Los grandes imperios antiguos se asentaron en el esclavismo, es decir, en una realidad en que la mayoría de la población eran esclavos, personas consideradas como cosas. La acumulación de riqueza era inmensa y las diferencias sociales, enormes.

Pasados los siglos, en algunos lugares del mundo desapareció la esclavitud, pero la mayor parte de la gente vivía en extrema pobreza mientras unos pocos tenían muchas propiedades. Pero lo dramático es que del siglo XVI hasta el siglo XIX la esclavitud tomó nuevo empuje y cubrió varios lugares del mundo, sobre todo África y América. Solo con grandes luchas se logró la supresión de la esclavitud.

Ahora ya no hay esclavos en sentido legal, pero en muchos lugares hay personas que se apoderan de otras personas y las explotan en una especie de moderna esclavitud.

El racismo

En muchos lugares y en diversos tiempos se ha considerado que las personas deben ser consideradas inferiores porque tienen distinto color de piel o porque pertenecen a otra cultura.

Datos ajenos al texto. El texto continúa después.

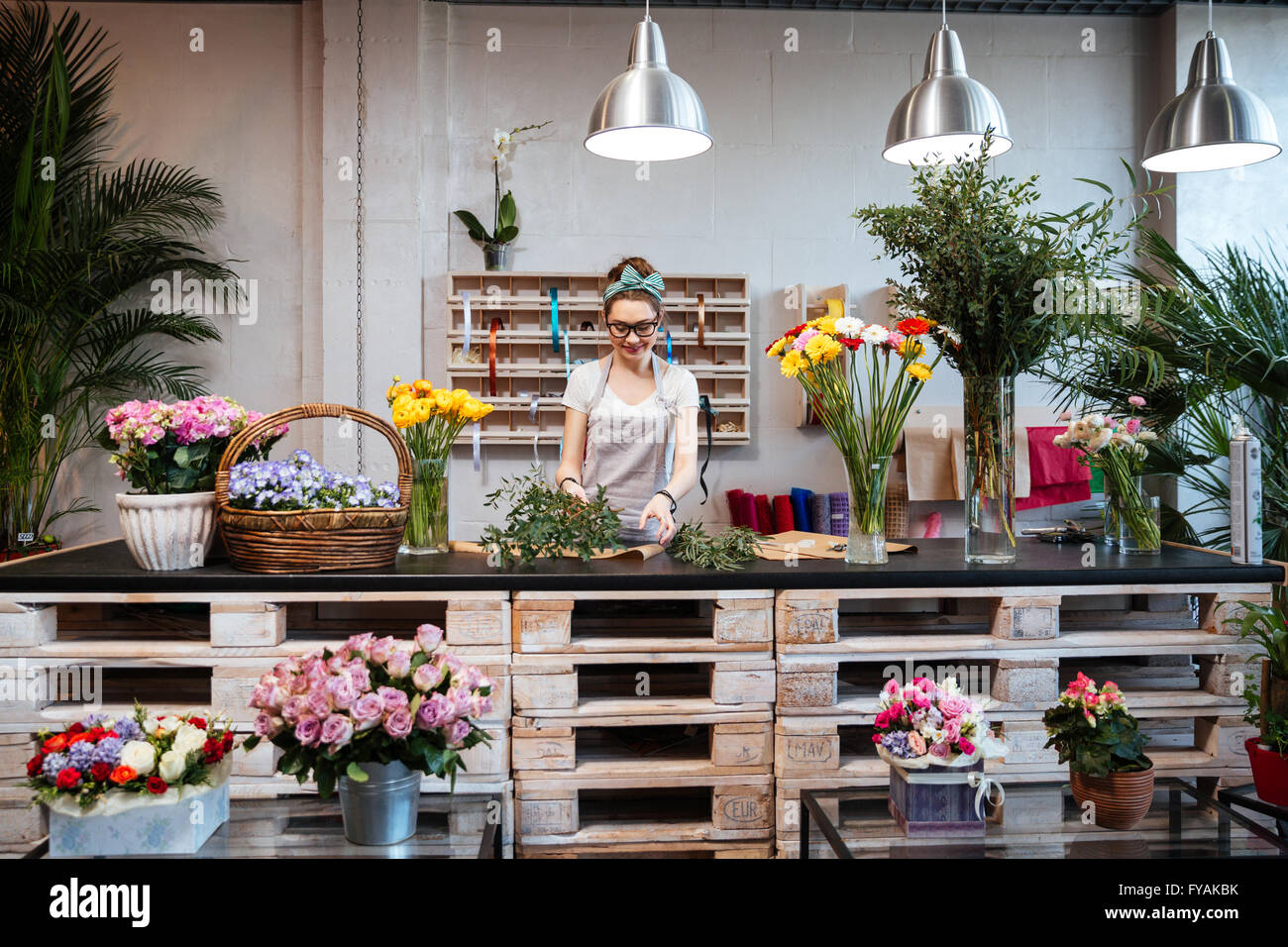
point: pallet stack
(171, 652)
(1014, 650)
(643, 727)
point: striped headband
(631, 279)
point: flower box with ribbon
(935, 740)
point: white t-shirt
(678, 385)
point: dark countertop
(107, 567)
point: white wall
(268, 111)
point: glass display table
(1041, 819)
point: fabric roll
(734, 497)
(800, 508)
(820, 512)
(840, 506)
(784, 521)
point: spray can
(1244, 497)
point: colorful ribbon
(554, 317)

Y por ello se las ha discriminado y explotado. Esta es una realidad que se ha repetido a lo largo de la historia y se mantiene hasta el presente.

El caso de las mujeres

En la mayor parte del mundo, desde muy temprano en la historia, las mujeres fueron discriminadas. Estaban sometidas primero a sus padres, luego a sus maridos y a las autoridades, especialmente religiosas. Su situación en la sociedad era de inferioridad, llegando a ser vendidas como propiedad. En todo caso, no podían manejar sus propiedades ni dar el voto en las elecciones.

Desde entonces las cosas han cambiado y gracias a la lucha de las mujeres se las considera ahora legalmente iguales. Pueden manejar sus bienes y dar el voto, entre otras cosas. Pero la discriminación de las mujeres sigue siendo una realidad. Cuando hacen el mismo trabajo que los hombres, por ejemplo, ganan menos en promedio. Es un caso claro de desigualdad.

El estudio de la historia nos permite reconocer esas diferencias sociales y nos compromete a luchar por superarlas.